In Defence of the Underground
In a small cigarette and sweet shop outside the Underground station, the Indian behind the counter is in energetic conversation with a young man. They are both so angry that customers thinking of coming in change their minds.
‘They did my car in, they drove past so near they scraped all the paint off that side. I saw them do it. I was at my window – just luck, that was. They were laughing like dogs. Then they turned around and drove back and scraped the paint off the other side. They went off like bats out of hell. They saw me at the window and laughed.’

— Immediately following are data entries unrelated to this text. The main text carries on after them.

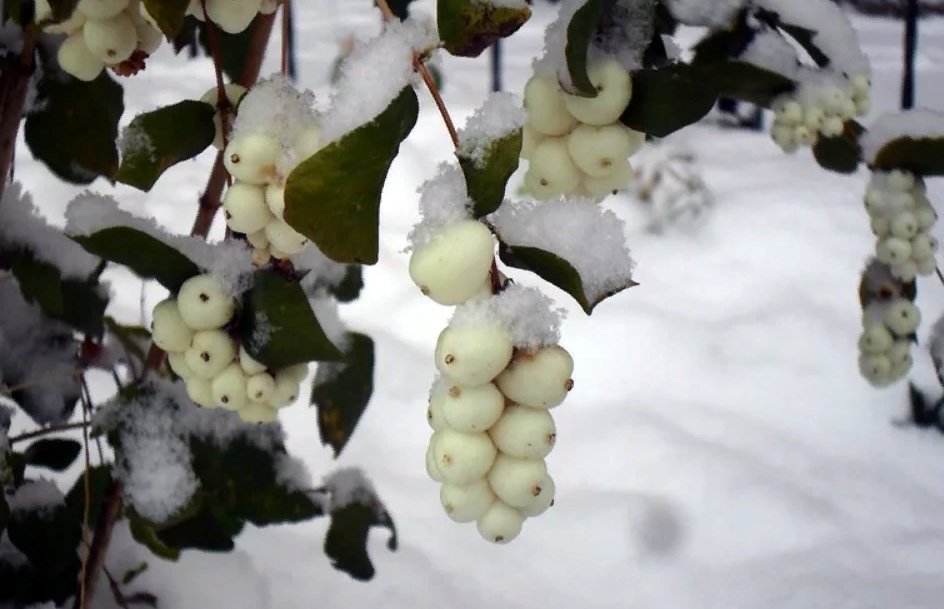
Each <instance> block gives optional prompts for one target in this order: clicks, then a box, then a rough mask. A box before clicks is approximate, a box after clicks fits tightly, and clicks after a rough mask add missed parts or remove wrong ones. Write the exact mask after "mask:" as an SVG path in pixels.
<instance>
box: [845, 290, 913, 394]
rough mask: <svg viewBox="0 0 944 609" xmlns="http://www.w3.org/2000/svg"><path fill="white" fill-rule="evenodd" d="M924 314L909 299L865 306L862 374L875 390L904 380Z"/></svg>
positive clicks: (897, 300) (864, 314) (859, 370)
mask: <svg viewBox="0 0 944 609" xmlns="http://www.w3.org/2000/svg"><path fill="white" fill-rule="evenodd" d="M920 324H921V311H920V310H919V309H918V307H917V306H915V304H914V303H913V302H911V301H910V300H907V299H905V298H896V299H894V300H891V301H877V302H873V303H872V304H869V305H868V306H867V307H865V310H864V311H863V314H862V328H863V329H862V335H861V336H860V337H859V371H860V372H861V373H862V376H864V377H865V379H866V380H867V381H869V382H870V383H871V384H873V385H875V386H876V387H884V386H886V385H890V384H892V383H894V382H895V381H898V380H900V379H903V378H905V376H906V375H907V374H908V371H909V370H911V366H912V364H913V360H912V357H911V344H912V340H911V337H912V335H913V334H914V332H915V330H917V328H918V326H919V325H920Z"/></svg>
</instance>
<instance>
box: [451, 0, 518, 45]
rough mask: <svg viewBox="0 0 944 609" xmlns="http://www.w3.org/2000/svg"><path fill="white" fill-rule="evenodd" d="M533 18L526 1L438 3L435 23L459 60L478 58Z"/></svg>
mask: <svg viewBox="0 0 944 609" xmlns="http://www.w3.org/2000/svg"><path fill="white" fill-rule="evenodd" d="M530 17H531V9H530V8H529V7H528V5H527V3H525V2H524V0H521V1H520V2H515V1H508V0H503V1H501V2H496V1H494V0H438V2H437V3H436V23H437V25H438V26H439V35H440V37H441V38H442V41H443V46H444V47H445V49H446V50H447V51H449V52H450V53H451V54H453V55H456V56H459V57H478V56H479V55H481V54H482V51H484V50H485V49H487V48H488V47H490V46H491V45H492V43H494V42H495V41H496V40H498V39H499V38H506V37H508V36H511V35H512V34H514V33H515V32H517V31H518V29H519V28H520V27H521V26H522V25H524V23H525V22H526V21H527V20H528V19H529V18H530Z"/></svg>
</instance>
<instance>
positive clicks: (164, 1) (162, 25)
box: [142, 0, 190, 39]
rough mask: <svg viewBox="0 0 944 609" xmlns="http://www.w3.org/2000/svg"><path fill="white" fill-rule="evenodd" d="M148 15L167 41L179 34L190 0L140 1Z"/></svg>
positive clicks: (144, 0)
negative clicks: (159, 29) (142, 1)
mask: <svg viewBox="0 0 944 609" xmlns="http://www.w3.org/2000/svg"><path fill="white" fill-rule="evenodd" d="M142 1H143V2H144V7H145V8H146V9H147V11H148V14H149V15H150V16H151V17H153V18H154V21H157V25H158V26H160V28H161V31H162V32H163V33H164V35H165V36H167V38H168V39H170V38H173V37H175V36H176V35H177V34H178V33H180V30H181V28H183V26H184V19H185V18H186V15H187V6H188V5H189V4H190V0H142Z"/></svg>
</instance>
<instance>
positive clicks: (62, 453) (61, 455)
mask: <svg viewBox="0 0 944 609" xmlns="http://www.w3.org/2000/svg"><path fill="white" fill-rule="evenodd" d="M80 452H82V445H81V444H79V443H78V442H77V441H75V440H69V439H66V438H49V439H46V440H37V441H36V442H33V443H32V444H30V445H29V447H27V449H26V450H25V451H24V453H23V456H24V457H25V458H26V463H27V465H32V466H34V467H45V468H46V469H51V470H53V471H57V472H61V471H64V470H65V469H66V468H68V467H69V466H70V465H72V463H73V461H75V459H76V457H78V456H79V453H80Z"/></svg>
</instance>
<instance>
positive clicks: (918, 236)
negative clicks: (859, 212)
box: [865, 169, 938, 281]
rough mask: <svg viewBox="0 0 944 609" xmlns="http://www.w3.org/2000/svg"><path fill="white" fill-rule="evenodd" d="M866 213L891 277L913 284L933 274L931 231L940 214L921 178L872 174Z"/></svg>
mask: <svg viewBox="0 0 944 609" xmlns="http://www.w3.org/2000/svg"><path fill="white" fill-rule="evenodd" d="M865 209H866V211H868V213H869V218H870V220H871V226H872V232H873V233H874V234H875V236H876V237H877V240H876V243H875V248H876V256H877V258H878V259H879V261H880V262H883V263H885V264H886V265H888V267H889V269H890V270H891V273H892V276H894V277H895V278H896V279H899V280H901V281H912V280H913V279H914V278H915V277H917V276H918V275H931V274H932V273H934V269H935V268H936V267H937V262H936V261H935V259H934V255H935V253H936V252H937V248H938V243H937V239H935V238H934V237H932V236H931V234H930V231H931V228H932V227H933V226H934V224H935V222H937V214H936V213H935V211H934V207H933V206H932V205H931V202H930V201H929V200H928V198H927V196H926V195H925V188H924V183H923V181H922V180H921V179H920V178H918V177H916V176H915V175H914V174H911V173H909V172H907V171H901V170H897V169H896V170H894V171H890V172H888V173H883V172H876V173H874V174H872V180H871V182H869V187H868V190H867V191H866V195H865Z"/></svg>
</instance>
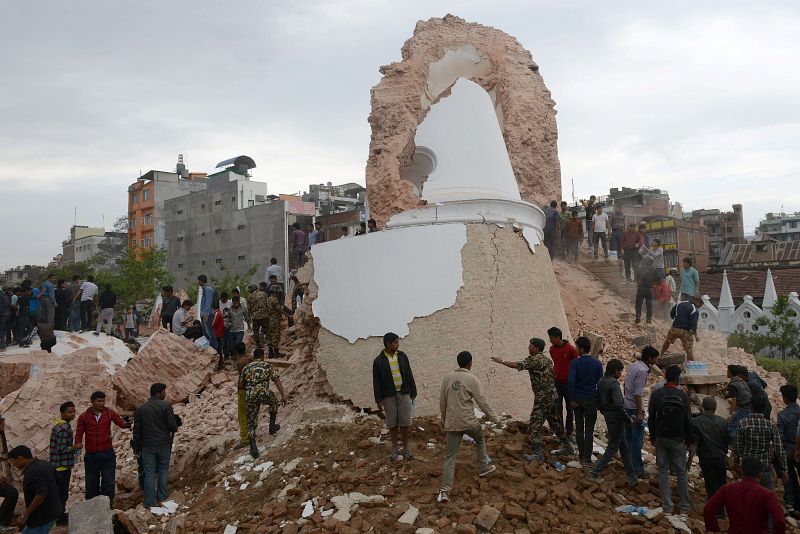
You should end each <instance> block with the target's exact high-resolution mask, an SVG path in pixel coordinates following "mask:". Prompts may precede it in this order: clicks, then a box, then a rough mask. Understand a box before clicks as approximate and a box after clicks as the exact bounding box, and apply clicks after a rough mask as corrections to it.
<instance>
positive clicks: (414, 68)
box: [366, 15, 561, 225]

‘You’re going to have to take it into your own hands,’ says the Indian. ‘They did up my brother’s shop last month. They put burning paper through the letter box. It was luck the whole shop didn’t burn. The police didn’t do anything. He rang them, and then he went round to the station. Nothing doing. So we found out where they lived and we went and smashed their car in.’
‘Yes,’ says the other, who is a white man, not an Indian. ‘The police don’t want to know. I told them. I saw them do it. They were drunk, I said. What do you expect us to do? the police said.’
‘I’ll tell you what you can do,’ says the Indian.
All this time I stand there, disregarded. They are too angry to care who hears them and, it follows, might report them. Then the young white man says – he could be something in building, or a driver, ‘You think I should do the same, then?’
‘You take a good-sized hammer or a crowbar to their car, if you know where they live.’
‘I’ve a fair old idea, yes.’
‘Then that’s it.’
‘Right, that’s it.’ And he goes out though he has to return for the cigarettes he came to buy, for in his rage he has forgotten them.
The Indian serves me. He is on automatic, his hands at work, his mind elsewhere.
As I go out, ‘Cheers,’ he says, and then, continuing the other conversation, ‘That’s it, then.’